May 6, 1966 - Time Magazine - "THE CRYING OF LOT 49, by Thomas Pynchon (Lippincott; 183 pages; $3.95), the author of V., is a metaphysical thriller in the form of a pornographic comic strip. The heroine, a girl named Oedipa Maas, one day finds her "Chevy parked at the center of an odd, religious instant. A revelation trembled just past the threshold of her understanding, a hieroglyphic sense of concealed meanings, of an intent to communicate." She pursues the revelation, and finds herself involved with a mysterious organization named Tristero."

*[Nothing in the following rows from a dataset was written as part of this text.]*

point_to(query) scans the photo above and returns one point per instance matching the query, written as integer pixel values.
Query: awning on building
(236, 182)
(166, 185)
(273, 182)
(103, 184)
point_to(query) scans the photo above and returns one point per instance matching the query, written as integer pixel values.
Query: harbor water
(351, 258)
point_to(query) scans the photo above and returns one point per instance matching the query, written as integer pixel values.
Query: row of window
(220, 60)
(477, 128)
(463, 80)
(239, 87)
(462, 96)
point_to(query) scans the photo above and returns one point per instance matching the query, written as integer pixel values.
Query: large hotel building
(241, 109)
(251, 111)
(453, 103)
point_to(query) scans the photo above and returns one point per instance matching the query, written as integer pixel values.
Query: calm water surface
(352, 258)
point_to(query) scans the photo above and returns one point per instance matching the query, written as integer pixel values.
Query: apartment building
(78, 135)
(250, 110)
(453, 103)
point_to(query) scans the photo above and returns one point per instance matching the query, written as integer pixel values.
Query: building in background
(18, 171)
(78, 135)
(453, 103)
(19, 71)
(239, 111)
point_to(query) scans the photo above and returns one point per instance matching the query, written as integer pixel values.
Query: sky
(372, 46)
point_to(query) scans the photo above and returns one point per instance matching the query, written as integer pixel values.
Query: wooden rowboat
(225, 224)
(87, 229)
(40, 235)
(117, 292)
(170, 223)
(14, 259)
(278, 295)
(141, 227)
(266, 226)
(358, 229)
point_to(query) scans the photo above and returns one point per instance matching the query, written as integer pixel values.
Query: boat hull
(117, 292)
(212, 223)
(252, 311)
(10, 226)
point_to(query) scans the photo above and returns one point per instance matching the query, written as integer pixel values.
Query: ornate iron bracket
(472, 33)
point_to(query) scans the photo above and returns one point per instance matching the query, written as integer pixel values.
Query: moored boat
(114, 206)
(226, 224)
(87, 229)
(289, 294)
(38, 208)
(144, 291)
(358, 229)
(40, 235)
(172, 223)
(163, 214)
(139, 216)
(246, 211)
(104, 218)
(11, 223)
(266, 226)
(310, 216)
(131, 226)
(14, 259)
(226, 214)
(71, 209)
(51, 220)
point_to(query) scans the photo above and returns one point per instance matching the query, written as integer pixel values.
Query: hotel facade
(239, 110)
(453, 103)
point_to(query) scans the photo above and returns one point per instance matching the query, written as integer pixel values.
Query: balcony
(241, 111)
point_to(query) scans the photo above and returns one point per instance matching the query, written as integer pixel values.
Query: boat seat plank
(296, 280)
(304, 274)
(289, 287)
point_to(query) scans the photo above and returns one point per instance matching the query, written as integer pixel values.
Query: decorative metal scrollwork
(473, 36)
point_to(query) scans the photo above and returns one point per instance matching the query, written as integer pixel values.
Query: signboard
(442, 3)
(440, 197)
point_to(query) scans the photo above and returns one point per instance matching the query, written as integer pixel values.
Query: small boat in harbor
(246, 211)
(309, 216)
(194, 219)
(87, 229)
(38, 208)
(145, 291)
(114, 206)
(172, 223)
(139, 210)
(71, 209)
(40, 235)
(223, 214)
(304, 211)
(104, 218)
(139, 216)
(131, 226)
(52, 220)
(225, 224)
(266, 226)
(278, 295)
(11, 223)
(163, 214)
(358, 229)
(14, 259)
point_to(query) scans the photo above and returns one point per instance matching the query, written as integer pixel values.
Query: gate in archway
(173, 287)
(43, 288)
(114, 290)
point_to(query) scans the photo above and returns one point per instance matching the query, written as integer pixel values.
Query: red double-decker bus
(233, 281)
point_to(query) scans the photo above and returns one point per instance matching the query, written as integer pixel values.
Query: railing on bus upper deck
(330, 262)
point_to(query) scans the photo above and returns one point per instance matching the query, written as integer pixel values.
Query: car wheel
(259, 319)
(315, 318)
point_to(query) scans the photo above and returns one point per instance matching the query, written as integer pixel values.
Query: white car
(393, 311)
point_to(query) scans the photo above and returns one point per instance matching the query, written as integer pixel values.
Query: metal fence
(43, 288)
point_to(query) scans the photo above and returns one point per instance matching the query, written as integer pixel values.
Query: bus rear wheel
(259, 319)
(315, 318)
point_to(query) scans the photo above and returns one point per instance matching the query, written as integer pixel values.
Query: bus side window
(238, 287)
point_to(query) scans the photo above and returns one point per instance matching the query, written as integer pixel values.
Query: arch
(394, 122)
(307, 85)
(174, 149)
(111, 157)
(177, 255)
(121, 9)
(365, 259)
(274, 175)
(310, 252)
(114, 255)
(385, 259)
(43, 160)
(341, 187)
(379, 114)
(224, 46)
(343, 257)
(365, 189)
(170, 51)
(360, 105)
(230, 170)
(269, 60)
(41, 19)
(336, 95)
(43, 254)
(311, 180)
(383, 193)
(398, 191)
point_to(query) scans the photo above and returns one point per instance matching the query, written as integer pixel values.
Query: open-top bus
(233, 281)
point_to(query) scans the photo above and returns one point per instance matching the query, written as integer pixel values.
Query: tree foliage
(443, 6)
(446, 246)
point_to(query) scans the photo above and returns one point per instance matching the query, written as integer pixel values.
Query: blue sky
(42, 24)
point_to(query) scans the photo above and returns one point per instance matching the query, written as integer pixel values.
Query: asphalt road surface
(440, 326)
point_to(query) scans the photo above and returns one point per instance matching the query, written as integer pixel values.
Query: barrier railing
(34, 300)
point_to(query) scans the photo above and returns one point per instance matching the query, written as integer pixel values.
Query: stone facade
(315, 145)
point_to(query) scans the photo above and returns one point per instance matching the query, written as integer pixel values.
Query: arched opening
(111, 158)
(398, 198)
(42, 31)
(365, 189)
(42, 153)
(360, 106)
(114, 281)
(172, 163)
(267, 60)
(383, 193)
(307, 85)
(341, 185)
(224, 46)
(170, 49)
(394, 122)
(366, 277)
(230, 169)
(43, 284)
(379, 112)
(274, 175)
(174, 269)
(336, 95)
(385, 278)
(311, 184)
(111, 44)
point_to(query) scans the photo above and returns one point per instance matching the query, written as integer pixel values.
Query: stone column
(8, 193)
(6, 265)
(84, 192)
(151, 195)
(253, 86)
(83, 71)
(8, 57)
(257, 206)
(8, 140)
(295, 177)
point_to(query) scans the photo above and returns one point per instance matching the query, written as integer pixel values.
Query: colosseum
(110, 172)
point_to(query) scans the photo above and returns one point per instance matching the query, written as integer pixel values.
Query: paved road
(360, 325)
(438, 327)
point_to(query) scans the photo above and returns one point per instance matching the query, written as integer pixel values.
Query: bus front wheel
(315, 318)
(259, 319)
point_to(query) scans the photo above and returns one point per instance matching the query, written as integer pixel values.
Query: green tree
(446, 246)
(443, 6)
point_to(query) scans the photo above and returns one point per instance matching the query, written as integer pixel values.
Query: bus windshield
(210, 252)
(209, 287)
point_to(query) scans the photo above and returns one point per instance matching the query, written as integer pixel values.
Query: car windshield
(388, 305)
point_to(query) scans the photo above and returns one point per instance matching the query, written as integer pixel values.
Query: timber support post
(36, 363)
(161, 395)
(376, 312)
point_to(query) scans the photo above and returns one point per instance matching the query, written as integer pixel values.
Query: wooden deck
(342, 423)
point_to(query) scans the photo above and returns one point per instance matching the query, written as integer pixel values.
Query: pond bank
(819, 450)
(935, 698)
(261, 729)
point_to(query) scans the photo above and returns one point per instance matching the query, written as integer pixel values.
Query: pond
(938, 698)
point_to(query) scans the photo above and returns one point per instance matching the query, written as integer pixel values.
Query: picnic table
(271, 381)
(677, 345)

May 1, 1966 - The New York Times - Richard Poirier: "Thomas Pynchon's second novel, "The Crying of Lot 49," reads like an episode withheld from his first, the much-acclaimed "V.," published three years ago. Pynchon's technical virtuosity, his adaptations of the apocalyptic-satiric modes of Melville, Conrad, and Joyce, of Faulkner, Nathanael West, and Nabokov, the saturnalian inventiveness he shares with contemporaries like John Barth and Joseph Heller, his security with philosophical and psychological concepts, his anthropological intimacy with the off-beat — these evidences of extraordinary talent in the first novel continue to display themselves in the second. And the uses to which he puts them are very much the same."